Context of the New Regulations
The SECURE 2.0 Act of 2022 introduced new subsections to the tax law under Internal Revenue Code section 170, specifically targeting rules for deductions on charitable contributions. These changes reflect an increased effort by the IRS to combat complex tax evasion tactics involving overvalued conservation easement contributions through partnership structures.
IRS Commissioner’s Stance
IRS Commissioner Danny Werfel highlighted the commitment to clamp down on what are essentially retail tax shelters disguised as syndicated conservation easements. The regulations are designed to protect legitimate conservation easements while ensuring that law-abiding taxpayers can more easily fulfill their obligations.
Implications for Partnerships and S Corporations
The proposed regulations primarily affect partnerships and S corporations involved in making conservation contributions. They also impact upper-tier partnerships and S corporations, along with their partners and shareholders, particularly in cases where these contributions are allocated among them. The regulations disallow deductions if the amount of the contribution exceeds two and a half times the sum of each partner’s or shareholder’s relevant basis in the partnership or S corporation.

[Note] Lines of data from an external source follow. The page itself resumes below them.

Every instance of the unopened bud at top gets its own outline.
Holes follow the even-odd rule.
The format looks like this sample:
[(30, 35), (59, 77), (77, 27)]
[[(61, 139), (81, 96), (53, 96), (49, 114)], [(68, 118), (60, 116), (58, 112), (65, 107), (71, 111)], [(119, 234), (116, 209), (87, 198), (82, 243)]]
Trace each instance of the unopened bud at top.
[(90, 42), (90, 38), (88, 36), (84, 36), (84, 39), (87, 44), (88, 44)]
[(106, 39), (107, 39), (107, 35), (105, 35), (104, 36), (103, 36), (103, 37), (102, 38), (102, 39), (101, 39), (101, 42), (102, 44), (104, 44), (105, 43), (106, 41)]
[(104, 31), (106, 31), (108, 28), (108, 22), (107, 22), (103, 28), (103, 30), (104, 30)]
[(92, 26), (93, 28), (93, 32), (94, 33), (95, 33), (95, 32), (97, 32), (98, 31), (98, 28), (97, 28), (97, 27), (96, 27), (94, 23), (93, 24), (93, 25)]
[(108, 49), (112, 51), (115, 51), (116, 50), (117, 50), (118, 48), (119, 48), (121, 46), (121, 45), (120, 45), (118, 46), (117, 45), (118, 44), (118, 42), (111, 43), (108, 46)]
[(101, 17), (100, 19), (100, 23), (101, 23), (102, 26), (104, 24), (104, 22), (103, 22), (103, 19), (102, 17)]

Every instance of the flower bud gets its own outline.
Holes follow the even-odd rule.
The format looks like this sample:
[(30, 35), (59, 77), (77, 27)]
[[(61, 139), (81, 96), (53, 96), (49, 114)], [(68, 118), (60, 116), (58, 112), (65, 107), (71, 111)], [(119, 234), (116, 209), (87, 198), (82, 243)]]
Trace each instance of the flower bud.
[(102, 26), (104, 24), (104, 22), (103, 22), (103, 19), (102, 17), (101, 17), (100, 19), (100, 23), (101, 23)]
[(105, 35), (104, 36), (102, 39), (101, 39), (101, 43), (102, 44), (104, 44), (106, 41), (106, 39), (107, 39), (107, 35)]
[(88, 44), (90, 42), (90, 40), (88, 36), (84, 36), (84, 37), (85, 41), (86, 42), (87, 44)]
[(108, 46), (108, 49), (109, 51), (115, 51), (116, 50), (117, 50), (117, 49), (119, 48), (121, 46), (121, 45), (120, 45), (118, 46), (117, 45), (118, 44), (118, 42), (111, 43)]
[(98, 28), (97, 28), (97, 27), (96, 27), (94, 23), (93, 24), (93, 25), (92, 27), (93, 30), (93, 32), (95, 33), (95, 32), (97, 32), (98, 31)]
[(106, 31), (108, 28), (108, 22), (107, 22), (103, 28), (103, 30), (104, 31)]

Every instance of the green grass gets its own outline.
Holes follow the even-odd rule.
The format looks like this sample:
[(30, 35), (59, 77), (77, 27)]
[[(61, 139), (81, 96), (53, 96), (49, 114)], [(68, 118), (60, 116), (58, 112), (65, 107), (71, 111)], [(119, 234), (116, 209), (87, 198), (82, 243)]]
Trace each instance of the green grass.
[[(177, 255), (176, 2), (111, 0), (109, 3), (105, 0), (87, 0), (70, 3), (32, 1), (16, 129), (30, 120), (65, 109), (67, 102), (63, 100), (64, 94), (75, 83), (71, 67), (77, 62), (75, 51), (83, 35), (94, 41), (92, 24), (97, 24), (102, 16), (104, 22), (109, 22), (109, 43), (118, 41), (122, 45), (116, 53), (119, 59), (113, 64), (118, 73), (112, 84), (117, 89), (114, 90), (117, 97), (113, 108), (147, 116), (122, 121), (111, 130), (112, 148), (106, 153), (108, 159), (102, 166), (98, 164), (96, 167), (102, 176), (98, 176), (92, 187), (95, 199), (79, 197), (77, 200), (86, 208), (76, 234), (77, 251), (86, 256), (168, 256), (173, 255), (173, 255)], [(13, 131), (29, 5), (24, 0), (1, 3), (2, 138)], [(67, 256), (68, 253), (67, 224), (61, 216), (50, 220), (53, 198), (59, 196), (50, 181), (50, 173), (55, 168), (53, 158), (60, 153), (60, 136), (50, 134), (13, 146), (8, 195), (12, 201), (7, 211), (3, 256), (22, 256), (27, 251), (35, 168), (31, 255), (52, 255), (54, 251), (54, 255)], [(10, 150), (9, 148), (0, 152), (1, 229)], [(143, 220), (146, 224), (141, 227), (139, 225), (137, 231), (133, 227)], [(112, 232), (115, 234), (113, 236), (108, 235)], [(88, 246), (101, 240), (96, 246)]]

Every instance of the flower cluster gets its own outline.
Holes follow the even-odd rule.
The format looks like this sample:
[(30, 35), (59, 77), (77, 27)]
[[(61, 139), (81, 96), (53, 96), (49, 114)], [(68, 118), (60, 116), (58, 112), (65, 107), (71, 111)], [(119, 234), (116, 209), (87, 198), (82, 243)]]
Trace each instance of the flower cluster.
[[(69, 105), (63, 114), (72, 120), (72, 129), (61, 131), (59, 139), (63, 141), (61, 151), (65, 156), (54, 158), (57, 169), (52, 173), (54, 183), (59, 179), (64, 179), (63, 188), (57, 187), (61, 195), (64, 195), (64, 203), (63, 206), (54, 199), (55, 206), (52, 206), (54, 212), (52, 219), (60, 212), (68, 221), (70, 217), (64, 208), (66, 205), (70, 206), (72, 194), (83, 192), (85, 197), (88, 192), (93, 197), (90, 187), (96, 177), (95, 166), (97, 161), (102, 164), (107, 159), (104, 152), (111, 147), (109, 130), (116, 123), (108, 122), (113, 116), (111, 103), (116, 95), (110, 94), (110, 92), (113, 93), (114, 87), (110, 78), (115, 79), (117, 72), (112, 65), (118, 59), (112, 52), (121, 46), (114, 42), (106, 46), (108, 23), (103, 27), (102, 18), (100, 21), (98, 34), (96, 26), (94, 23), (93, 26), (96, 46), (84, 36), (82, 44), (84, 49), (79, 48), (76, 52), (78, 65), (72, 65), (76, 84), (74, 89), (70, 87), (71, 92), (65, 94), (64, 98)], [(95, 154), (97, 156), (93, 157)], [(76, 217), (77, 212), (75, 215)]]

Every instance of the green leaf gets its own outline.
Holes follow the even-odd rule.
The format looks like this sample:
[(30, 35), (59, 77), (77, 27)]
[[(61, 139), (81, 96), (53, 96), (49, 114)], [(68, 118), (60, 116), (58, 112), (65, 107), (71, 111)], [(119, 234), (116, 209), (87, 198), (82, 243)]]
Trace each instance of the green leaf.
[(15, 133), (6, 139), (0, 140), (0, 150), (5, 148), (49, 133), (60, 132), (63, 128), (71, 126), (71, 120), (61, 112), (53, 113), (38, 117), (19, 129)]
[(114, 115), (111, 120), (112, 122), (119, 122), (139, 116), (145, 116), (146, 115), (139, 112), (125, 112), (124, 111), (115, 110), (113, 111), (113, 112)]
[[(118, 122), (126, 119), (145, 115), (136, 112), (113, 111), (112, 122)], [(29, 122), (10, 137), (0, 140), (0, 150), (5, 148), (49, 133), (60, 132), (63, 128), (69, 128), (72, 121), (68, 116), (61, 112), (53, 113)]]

Guidance on Statutory Exceptions
Additionally, the proposed regulations offer clarity on exceptions to the new disallowance rule. This includes exceptions for family partnerships and S corporations, as well as for contributions made outside a specified three-year holding period. There are also updates concerning the substantiation and reporting rules for certain charitable contributions.
Strategic Plan and Compliance
This initiative is part of the IRS’s strategic plan to ensure compliance with tax laws by partnerships, other pass-through entities, and their owners. The goal is to foster a more transparent and fair tax system, particularly in the area of conservation easement contributions.
The proposed regulations represent a significant step in the IRS’s ongoing efforts to combat tax evasion and reinforce the integrity of the tax system, particularly in relation to charitable contributions and conservation efforts.